The Melitto makes a noise and shoos him away, breathing something about Unkar, and Kylo fights the urge to turn over the damn trader’s booth. Damn shield, he thinks bitterly to himself. I could’ve been well on my way to finishing my ‘saber. Where on this miserable planet was this Unkar?

But after several long minutes, Kylo learns that Unkar—rather, Unkar Plutt—is not hard to find. Actually, he’s horribly easy to find, and Kylo averts his eyes from the Crolute and the layers of lard that coat his body. Unkar Plutt is a junkboss, the likes of which Kylo would personally not want to deal with, but the likes of whom he has to, and Kylo’s irritation spikes as he sees the line trailing from Unkar’s sheltered shack. A bead of sweat trails between his shoulders under his tunic. Kylo straightens and, uncaring who or what is waiting for their turn, cuts into the front of the line and kicks sand away from his boots.

There’s an indignant, high-pitched “Hey!” behind him, but he doesn’t care, and apparently, neither does Unkar Plutt. “I need a deflector shield for my shuttle. The main ventral one's malfunctioned,” he says, raising a gloved hand and pointing out of the shelter toward his ship, which is half a mile away. “Something that works—I don’t care what—with that ship down there. Have someone come look at it.”

Unkar’s nonexistent brows rise at the sound of Kylo’s masked voice. He hmms to himself, the great fat beast. Something is tugging on Kylo’s cloak and he shakes it off, unconcerned, adding to Unkar, “I’ll pay, of course.”

Ugly, gross Unkar wrinkles his large nose in thought. “Oh? If you’ll pay . . . you will need to find a proper shield. . . .”

The tugging starts on Kylo’s cloak again. Kylo snarls and twists around, expecting a droid, a Kyuzo, something other than what greets him.

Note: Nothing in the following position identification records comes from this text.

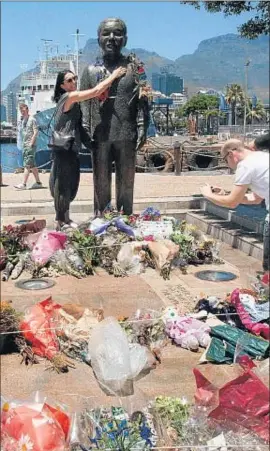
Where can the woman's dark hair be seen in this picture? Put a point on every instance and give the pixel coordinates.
(58, 91)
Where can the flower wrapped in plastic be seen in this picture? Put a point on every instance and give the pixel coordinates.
(114, 429)
(39, 329)
(33, 426)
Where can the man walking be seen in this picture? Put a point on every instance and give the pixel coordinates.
(251, 170)
(28, 132)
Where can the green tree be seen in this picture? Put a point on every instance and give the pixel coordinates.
(258, 25)
(235, 97)
(200, 103)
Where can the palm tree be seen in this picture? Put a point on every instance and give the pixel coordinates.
(234, 96)
(256, 113)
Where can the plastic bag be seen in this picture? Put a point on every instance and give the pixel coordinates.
(47, 244)
(225, 340)
(130, 258)
(38, 328)
(115, 364)
(163, 252)
(160, 230)
(35, 426)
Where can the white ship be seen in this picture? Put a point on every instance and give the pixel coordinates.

What does greet him is a little girl whose hand is wrapped so tightly around his cloak her knuckles have gone white. She’s shaking his heavy cloak with a furious frown and grit of her teeth, glaring at him with squinted eyes. And, most surprisingly, she has a large bag trailing from her left hand which clinks as she tugs on his clothing.

He wrenches his cloak out of her small hand and she huffs again. “Keep your hands off me,” he says, and at the moment he’s so frustrated he thinks he might just turn the whole place up in fire. Why can't he just blast the whole place down and get back to base?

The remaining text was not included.